Suppose PDI has no ready-made bulk loading step for the database you are using, or an existing bulk loading step falls short in some regard. You may be tempted to generate a temporary flat file first, and then launch the database’s bulk loading utility to import it quickly. While that approach works, it adds the additional I/O overhead of writing the temporary file. For bigger datasets the I/O overhead may very well outweigh the speed improvement gained by using the bulk loading utility. Besides, you may not be blessed with vast amounts of fast disk space.
Would it not be great to avoid the overhead of writing an actual file, and maybe creating some kind of channel to pass PDIs output directly to the bulk loading utility? At this point it is worth recalling the concept of a FIFO pipe. What if the temporary flat file was not an actual file on disk, but a FIFO pipe? The data producer, a PDI transformation, would continuously write to it, whereas the consumer, the database’s bulk-loading utility, would continuously read. If you are on a UNIX-based operating system, FIFOs are abstracted as files on the file system. It is easy to create a FIFO and then read and write to it, just like with regular files.
The following sample process shows how the above setup can be achieved with PDI. For demonstration purposes, I choose to ignore the existing MySQL bulk loading step in PDI, and manually bulk-load a MySQL table using its mysqlimport command-line utility. The mysqlimport utility works very well with csv-fomatted files, so the key components of the solution are to write csv data to a FIFO, and run mysqlimport to read from the same FIFO simultanously.
The first entries of the job just make sure the target table is in place, and emptied if necessary.
Moving on the the delete fifo and create fifo entries, they replace any possibly stale FIFO, with a fresh and empty FIFO.

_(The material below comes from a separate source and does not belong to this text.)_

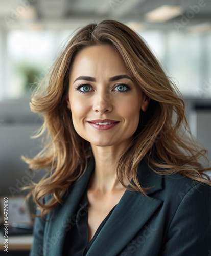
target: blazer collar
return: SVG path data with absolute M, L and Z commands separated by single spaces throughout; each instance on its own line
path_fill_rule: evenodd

The next section kicks off the parallel writing and reading to/from the FIFO. The transformation generates 10M rows, and writes them in a CSV format into the FIFO. In parallel to that, a shell script is launched that executes the command-line bulk loading utility to import the data from the FIFO. Please note that it is essential that both entries are executing in parallel. The parallel lines on the hops indicate that the shell script and the transformation execute at the same time.
The speed benefits are usually substantial as compared to regular JDBC-based inserts. For my test setup I am generating and inserting 10M rows to a MySQL DB on my local machine. If I use a simple table output step with batched inserts (commit size of 10.000), it takes ca. 11 minutes to complete. If I run with the command line bulk loader, the whole process takes about 16 seconds.
The download package contains the above sample setup. I’ve tested it on Mac OSX but it should work on Linux without substantial changes as well. Just make sure to adjust the connection details and command lines to your environment.
PS: when testing this in Spoon on Mac OS X, make sure you start Spoon using spoon.sh instead of the .app. There seems to be some inconsistent handling of the stderr stream in the “Shell” job entry implementation that causes the job to fail when starting from .app, (observed in PDI 4.3.0).